Stereographic projection
One possible stereographic projection projects from a pole onto the equatorial plane, giving a model that is analogous to the Poincaré disk model. (Projecting onto the equatorial plane identifies the equator with the unit circle. Other stereographic projections are scaled differently.)

Image credit to Leonid 2, CC-BY-SA 3.0.
This stereographic model has many desirable properties for geometry. It is conformal/angle-preserving, it can represent the entire sphere using the plane plus a point at infinity (cf. the Riemann sphere), and the great circles are the lines and circles that intersect the unit circle at two ends of a diameter. (This includes the unit circle itself.) Here's a nice visualization in GeoGebra. The stereographic projection is the only projection that represents all spherical circles as circles. (If we consider lines to be circles with infinite radius.)
This lab assignment from a 2005 Geometry for Teachers course at the University of Washington taught by James King has teachers explore great circles and spherical triangles under stereographic projection. You can find even more of his resources on this page.
We can think of the Poincaré disk model as the projection of one sheet of the unit hyperboloid of two sheets onto the equatorial plane, with the projection center being the opposite vertex.

Image credit to Selfstudier, CC0.
To facilitate comparison of the two models, we can restrict the stereographic model to only the projection of the hemisphere opposite the pole. This would make it a disk model. By identifying opposite points on the boundary, we could also consider it to be a model of elliptic geometry, which as this answer explains is distinct from spherical geometry.
Ian Stevenson developed a computer "microworld" for exploring these two models, and you can read more about it in his doctoral thesis or in this article. He attributes the stereographic model to Klein. He calls it the "hot-plate universe," and he calls the Poincaré disk model the "cold-plate universe." This language is from Jeremy Gray's Ideas of Space, and Gray reports getting it from Feynman. The idea is that, if we use a metal ruler as our metric, the ruler will grow as we move away from the origin in the stereographic model, and the ruler will shrink as we move away from the origin in the Poincaré disk model. Thus, paths far from the origin are shorter than they appear in the stereographic model, and they are longer than they appear in the Poincaré disk model.
You can read about pre-service teachers' investigation of the models in Stevenson's microworld in this article, this article, and this article.
Orthographic projection
Flattening the northern hemisphere in the z-direction onto the equatorial plane as you describe in the question is an orthographic projection. The orthographic projection is easy to visualize, but it isn’t conformal, only shows half the sphere, and crucially, an orthographic projection does not map great circles to circular arcs.
To see this, consider the orthographic projection of the globe shown. The edge of the projection is a circle representing the 30W and 150E meridians. The other meridians except for the central meridian (90E) are tangent to the outer circle at both poles, so they cannot be circular arcs. In general, an orthographic projection maps spherical circles to (possibly degenerate) ellipses. This article on spherical geometry by Lodge and Heawood discusses the drawing of spherical circles under orthographic and stereographic projections.

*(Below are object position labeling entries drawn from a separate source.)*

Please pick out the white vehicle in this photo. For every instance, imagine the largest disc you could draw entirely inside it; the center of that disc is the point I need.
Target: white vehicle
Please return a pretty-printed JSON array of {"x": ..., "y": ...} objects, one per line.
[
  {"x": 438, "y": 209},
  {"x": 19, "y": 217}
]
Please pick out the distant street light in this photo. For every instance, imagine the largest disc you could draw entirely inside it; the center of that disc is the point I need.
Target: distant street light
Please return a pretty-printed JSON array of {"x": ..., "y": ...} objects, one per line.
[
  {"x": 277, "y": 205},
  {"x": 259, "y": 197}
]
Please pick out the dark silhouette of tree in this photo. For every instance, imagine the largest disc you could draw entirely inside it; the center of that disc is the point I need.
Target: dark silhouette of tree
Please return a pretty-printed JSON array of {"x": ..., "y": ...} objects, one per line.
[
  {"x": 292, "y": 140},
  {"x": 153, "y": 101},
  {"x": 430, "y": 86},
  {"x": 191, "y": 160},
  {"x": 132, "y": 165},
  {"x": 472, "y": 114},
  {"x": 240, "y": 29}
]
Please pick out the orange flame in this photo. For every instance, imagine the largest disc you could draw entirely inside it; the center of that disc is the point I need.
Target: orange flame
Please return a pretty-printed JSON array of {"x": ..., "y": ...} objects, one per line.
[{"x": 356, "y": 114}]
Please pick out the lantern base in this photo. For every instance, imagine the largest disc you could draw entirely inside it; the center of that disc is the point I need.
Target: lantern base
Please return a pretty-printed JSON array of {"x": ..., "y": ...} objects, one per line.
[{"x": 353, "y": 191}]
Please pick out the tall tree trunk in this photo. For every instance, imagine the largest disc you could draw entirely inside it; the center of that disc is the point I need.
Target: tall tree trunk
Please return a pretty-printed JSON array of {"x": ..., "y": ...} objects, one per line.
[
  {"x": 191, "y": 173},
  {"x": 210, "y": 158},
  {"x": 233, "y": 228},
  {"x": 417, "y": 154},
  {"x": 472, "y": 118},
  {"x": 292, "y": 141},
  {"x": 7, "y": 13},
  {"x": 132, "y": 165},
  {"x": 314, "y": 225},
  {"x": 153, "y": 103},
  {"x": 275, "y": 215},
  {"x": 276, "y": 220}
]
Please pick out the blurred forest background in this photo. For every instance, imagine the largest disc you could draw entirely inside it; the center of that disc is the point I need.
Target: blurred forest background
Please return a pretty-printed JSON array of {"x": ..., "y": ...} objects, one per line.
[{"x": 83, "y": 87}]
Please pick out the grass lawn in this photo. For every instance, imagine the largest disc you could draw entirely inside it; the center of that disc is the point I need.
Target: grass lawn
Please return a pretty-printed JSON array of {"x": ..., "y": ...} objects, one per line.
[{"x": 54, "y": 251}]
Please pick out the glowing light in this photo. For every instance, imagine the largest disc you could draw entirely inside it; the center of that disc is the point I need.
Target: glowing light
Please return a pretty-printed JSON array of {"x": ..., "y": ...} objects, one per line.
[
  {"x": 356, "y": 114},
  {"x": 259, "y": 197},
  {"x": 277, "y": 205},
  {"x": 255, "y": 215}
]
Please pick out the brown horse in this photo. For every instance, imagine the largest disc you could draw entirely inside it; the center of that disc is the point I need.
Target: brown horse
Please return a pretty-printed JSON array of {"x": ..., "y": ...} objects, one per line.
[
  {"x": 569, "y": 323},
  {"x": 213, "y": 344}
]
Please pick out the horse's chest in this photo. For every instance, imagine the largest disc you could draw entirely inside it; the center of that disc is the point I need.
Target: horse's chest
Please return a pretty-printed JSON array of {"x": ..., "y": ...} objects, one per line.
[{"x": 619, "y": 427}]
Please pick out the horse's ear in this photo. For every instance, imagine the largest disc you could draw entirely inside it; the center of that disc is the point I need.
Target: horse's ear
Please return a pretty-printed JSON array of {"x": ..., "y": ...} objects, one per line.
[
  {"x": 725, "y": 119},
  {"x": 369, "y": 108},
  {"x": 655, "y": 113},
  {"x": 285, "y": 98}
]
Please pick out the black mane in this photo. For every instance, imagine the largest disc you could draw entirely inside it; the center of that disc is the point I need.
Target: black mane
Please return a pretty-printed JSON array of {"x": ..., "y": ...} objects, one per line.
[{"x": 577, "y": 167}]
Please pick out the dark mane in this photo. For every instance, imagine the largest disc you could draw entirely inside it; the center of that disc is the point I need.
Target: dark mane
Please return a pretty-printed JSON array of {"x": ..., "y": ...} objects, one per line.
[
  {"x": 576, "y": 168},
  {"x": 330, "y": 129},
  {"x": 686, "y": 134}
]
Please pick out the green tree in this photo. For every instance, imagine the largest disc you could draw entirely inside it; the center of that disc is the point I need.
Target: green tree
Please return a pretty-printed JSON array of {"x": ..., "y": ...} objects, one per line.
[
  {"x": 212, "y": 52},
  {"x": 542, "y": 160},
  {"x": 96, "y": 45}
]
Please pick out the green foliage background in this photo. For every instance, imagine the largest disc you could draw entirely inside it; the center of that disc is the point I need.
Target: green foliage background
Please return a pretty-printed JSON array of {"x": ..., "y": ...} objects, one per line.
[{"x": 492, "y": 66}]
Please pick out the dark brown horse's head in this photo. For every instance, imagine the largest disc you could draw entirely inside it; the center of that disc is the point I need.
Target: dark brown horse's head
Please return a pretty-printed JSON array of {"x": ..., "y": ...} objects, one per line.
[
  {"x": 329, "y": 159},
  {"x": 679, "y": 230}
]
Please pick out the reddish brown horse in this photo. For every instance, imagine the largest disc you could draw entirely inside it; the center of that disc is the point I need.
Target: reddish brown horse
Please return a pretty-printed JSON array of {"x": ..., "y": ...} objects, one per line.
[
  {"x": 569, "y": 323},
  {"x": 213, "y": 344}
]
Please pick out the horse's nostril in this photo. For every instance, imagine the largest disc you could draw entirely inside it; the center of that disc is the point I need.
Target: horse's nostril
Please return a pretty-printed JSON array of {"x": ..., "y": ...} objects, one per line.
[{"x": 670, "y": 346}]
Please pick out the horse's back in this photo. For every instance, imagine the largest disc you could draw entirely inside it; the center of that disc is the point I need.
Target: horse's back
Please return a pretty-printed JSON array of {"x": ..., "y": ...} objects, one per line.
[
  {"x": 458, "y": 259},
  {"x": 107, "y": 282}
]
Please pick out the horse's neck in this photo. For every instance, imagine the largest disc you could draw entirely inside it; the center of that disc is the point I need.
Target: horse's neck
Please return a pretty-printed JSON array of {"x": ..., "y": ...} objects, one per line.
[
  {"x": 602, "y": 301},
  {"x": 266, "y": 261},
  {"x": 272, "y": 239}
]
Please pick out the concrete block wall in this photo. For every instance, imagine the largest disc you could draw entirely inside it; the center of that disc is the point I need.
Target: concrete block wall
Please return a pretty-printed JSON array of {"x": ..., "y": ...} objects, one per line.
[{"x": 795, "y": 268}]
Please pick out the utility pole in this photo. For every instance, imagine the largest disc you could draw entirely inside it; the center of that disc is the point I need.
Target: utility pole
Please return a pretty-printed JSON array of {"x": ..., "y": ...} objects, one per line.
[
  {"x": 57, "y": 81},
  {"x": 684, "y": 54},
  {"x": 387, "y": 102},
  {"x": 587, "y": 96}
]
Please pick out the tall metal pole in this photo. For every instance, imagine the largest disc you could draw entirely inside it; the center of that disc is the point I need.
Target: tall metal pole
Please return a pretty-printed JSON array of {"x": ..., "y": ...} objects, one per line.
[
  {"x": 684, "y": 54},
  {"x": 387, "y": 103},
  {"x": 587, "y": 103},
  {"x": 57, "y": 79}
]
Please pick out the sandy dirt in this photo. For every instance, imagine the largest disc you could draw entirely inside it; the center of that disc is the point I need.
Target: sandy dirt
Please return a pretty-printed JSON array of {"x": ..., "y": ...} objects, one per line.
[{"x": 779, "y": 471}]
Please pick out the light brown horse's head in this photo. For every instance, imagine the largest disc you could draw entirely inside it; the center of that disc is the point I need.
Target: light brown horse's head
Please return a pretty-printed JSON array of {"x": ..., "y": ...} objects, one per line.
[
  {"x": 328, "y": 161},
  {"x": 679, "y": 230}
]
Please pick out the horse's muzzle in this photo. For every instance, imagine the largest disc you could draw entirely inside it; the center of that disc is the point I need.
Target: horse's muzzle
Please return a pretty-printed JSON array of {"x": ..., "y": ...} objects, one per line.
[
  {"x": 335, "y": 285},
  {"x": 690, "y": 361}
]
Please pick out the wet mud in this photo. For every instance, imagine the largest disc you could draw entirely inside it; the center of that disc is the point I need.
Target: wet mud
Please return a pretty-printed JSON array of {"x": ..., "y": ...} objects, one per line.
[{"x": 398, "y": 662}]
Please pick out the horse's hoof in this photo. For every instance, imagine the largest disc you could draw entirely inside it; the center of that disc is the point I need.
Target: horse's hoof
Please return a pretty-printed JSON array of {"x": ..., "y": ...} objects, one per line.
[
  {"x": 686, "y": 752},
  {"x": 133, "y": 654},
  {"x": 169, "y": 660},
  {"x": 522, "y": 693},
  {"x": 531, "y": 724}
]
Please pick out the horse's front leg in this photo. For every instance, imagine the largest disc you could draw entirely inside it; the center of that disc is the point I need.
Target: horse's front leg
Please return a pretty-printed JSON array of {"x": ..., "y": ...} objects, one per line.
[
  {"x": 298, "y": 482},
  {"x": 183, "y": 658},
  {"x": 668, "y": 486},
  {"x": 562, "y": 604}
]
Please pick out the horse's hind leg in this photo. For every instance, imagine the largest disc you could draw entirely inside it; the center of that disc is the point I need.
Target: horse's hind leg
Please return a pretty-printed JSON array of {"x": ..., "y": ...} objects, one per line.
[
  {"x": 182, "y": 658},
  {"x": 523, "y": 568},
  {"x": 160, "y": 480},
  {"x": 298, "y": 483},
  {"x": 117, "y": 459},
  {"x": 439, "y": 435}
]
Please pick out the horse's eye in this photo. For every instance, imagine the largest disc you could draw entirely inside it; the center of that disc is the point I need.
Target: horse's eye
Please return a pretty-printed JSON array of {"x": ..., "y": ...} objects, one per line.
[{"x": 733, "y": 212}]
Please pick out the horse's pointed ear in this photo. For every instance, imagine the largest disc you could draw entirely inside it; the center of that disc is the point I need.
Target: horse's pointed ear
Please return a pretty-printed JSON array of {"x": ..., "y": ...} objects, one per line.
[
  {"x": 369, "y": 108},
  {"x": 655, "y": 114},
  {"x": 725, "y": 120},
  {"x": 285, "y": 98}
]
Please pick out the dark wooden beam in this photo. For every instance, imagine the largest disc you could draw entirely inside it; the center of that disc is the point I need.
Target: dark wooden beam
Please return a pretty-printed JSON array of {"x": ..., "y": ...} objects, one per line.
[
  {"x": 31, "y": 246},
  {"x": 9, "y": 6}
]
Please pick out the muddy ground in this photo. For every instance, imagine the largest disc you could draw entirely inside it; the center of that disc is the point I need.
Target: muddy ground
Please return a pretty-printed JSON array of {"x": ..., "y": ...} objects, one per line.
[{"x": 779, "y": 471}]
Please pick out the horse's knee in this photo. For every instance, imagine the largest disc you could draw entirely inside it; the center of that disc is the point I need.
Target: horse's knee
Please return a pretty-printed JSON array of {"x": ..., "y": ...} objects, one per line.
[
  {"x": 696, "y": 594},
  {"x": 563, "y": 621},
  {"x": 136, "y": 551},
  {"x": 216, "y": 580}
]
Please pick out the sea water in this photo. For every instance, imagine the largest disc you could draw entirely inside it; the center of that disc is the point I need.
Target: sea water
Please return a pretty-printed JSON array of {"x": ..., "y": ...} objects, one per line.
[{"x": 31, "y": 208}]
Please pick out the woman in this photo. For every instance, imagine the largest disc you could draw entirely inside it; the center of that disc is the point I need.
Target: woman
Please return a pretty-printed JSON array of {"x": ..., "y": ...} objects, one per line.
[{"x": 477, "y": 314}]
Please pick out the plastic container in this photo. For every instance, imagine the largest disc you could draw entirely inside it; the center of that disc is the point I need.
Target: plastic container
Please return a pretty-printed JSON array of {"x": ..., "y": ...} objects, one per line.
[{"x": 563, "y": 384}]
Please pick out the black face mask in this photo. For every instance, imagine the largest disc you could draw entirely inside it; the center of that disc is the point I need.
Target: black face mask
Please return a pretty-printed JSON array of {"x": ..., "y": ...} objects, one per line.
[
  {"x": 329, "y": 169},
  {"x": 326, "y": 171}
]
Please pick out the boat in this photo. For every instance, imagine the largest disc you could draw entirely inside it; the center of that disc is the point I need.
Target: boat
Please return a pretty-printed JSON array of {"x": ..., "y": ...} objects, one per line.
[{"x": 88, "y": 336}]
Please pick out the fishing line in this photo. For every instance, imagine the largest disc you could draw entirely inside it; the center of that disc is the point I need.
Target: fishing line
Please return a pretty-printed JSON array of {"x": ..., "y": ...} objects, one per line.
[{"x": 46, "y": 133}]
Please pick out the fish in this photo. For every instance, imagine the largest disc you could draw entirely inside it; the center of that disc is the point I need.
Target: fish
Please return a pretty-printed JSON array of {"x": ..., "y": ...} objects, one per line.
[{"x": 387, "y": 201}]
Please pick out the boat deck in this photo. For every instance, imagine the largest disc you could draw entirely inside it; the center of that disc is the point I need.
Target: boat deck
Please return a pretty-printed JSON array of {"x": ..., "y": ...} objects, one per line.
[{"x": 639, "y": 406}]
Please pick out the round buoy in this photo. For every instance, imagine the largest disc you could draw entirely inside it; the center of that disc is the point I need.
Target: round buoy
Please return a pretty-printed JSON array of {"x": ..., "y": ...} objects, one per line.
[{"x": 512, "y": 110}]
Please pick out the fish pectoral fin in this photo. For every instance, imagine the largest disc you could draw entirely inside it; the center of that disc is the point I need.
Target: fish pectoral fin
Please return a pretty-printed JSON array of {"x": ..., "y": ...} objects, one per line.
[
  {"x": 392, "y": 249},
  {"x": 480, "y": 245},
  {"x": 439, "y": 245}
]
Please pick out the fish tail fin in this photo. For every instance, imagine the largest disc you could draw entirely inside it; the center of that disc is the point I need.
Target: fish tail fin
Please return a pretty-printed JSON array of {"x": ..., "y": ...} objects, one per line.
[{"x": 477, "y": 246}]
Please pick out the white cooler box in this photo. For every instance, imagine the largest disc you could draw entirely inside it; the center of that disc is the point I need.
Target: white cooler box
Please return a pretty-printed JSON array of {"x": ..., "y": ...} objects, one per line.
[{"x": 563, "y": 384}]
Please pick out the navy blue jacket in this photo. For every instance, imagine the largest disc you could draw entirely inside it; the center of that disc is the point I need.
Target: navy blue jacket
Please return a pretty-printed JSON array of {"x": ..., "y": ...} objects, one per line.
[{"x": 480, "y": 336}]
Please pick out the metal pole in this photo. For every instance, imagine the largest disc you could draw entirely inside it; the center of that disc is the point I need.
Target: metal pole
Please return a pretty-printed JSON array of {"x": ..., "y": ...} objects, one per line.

Image credit to Planiglobe, CC-BY 2.5.
Gnomonic projection
A gnomonic projection projects from the center of the sphere onto a tangent plane. The resulting model of a hemisphere is analogous to the Klein disk model, which can be thought of as a projection of one sheet of the unit hyperboloid from the origin onto a plane tangent to the vertex. Like the Klein disk model, it represents geodesics as straight lines, but it also isn't conformal. Unlike the Klein disk model, it uses the entire plane. And to be a faithful model of elliptic geometry, we need the entire real projective plane.